Observations

An observation is a class object that records simulation results; they are responsible for initializing, gathering, updating, and formatting results.

The provided Observation class is an abstract base class that should be subclassed by concrete observations. While there are no required abstract methods to define when subclassing, the class does provide common attributes as well as an observe method that determines whether to observe results for a given event.

At the highest level, an observation can be categorized as either an UnstratifiedObservation or a StratifiedObservation. More specialized implementations of these classes involve defining the various methods provided as attributes to the parent class.

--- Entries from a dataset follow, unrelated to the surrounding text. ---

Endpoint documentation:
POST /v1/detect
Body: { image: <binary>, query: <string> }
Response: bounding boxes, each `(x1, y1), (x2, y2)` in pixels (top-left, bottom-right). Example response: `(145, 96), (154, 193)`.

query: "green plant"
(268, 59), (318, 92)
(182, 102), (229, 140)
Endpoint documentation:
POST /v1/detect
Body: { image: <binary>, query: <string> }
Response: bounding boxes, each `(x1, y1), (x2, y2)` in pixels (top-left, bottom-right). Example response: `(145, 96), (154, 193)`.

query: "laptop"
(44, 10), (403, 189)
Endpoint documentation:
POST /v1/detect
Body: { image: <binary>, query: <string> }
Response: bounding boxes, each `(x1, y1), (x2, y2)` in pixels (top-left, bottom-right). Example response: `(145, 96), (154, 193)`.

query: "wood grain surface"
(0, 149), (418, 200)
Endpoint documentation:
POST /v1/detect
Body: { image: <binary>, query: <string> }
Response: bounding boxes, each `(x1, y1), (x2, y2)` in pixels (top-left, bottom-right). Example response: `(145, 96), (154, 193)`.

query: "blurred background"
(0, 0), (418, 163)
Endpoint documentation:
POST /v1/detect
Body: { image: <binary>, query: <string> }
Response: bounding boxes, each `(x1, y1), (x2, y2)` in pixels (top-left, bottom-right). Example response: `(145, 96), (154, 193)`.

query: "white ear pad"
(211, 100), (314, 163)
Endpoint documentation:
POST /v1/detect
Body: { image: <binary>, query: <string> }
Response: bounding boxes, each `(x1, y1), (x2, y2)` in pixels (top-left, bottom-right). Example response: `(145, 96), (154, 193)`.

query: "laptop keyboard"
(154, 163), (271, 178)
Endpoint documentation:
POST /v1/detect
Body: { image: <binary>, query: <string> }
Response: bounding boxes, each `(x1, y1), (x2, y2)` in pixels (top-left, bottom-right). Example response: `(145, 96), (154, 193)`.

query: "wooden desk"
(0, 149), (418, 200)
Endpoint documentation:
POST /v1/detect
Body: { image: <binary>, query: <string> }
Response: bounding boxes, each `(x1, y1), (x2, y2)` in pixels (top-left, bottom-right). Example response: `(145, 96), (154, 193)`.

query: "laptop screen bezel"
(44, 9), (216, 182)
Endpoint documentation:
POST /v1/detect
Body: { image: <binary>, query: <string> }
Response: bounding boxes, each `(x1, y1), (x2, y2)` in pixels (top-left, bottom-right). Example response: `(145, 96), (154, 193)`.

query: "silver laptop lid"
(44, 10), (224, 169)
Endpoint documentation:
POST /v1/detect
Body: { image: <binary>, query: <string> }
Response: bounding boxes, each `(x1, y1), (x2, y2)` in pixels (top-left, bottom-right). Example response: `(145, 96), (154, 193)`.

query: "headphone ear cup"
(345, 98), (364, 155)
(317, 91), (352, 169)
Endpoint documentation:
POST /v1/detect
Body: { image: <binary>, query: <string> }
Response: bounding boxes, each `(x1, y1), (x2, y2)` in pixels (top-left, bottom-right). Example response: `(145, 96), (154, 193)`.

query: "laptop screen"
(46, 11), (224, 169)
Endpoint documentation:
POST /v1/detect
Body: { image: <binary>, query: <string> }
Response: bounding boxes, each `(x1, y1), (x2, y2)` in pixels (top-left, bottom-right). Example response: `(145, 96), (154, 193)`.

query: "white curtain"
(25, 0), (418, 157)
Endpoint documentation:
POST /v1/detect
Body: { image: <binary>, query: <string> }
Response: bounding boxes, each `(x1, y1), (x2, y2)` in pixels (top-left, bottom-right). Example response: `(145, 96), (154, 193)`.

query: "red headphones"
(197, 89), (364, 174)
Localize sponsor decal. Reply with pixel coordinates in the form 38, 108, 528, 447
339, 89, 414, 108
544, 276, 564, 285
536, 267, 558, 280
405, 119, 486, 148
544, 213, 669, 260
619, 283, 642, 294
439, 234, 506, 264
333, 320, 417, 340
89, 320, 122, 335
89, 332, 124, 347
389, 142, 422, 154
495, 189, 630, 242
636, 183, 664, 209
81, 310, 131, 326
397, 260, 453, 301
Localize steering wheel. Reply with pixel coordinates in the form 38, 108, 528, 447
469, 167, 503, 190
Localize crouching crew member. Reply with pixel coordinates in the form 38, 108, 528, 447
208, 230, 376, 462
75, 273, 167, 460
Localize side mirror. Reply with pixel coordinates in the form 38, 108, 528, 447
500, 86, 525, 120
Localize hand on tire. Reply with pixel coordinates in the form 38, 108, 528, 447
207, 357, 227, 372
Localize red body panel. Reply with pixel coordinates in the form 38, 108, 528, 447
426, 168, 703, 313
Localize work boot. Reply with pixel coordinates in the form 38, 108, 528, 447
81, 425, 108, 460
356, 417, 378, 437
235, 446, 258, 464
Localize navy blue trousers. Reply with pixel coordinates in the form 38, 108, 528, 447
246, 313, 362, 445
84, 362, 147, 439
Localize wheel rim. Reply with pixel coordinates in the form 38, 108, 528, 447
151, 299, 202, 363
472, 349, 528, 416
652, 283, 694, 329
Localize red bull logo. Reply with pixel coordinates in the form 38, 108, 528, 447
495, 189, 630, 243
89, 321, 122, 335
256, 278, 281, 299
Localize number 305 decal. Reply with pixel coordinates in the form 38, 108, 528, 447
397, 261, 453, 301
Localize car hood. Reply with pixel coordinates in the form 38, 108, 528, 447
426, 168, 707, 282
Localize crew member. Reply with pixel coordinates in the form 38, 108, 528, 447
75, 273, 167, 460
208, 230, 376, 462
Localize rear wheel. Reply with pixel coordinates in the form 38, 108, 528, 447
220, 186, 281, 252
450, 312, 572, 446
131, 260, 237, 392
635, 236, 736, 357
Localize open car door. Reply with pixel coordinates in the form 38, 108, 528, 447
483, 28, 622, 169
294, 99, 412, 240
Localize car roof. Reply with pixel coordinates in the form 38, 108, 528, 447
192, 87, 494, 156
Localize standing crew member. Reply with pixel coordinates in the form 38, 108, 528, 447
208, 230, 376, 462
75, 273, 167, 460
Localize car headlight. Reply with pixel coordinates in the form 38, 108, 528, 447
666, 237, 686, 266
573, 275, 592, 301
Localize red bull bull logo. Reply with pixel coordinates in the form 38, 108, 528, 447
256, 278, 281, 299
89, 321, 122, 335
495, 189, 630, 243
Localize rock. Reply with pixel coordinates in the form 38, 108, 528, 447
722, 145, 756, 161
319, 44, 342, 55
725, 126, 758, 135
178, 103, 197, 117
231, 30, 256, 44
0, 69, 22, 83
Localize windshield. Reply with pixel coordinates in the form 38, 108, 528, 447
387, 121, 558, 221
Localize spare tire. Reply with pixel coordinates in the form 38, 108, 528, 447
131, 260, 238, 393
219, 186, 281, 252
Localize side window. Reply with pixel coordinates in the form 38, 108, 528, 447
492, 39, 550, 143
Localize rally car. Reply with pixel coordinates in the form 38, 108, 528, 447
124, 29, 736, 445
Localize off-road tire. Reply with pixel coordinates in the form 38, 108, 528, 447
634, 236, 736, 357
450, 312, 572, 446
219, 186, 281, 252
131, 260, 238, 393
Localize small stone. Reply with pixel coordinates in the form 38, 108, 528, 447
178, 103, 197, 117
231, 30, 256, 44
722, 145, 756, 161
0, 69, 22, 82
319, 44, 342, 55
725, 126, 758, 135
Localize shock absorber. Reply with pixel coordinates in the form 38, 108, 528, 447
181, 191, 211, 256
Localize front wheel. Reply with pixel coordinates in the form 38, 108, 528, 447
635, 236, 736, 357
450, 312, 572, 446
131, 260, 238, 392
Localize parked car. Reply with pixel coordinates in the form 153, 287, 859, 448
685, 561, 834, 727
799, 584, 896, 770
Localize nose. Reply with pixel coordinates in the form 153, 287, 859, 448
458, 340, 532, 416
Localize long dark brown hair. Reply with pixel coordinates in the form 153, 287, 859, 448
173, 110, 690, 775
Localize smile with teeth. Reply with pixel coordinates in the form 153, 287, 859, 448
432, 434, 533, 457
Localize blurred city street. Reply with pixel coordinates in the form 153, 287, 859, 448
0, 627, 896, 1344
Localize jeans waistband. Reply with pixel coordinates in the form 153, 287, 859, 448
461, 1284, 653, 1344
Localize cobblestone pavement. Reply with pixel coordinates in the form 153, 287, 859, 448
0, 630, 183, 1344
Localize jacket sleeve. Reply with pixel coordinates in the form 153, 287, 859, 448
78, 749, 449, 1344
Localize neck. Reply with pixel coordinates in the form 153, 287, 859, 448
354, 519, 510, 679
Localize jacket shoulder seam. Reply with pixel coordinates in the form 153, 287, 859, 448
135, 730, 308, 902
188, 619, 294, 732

class vivarium.engine.framework.results.observation.Observation(name, population_filter, when, requires_attributes, results_initializer, results_gatherer, results_updater, results_formatter, to_observe, stratifications=None)[source]

An abstract base dataclass to be inherited by concrete observations.

This class includes an observe method that determines whether to observe results for a given event.

Parameters:
  • name (str)

  • population_filter (PopulationFilter)

  • when (str)

  • requires_attributes (list[str])

  • results_initializer (Callable[[], pd.DataFrame])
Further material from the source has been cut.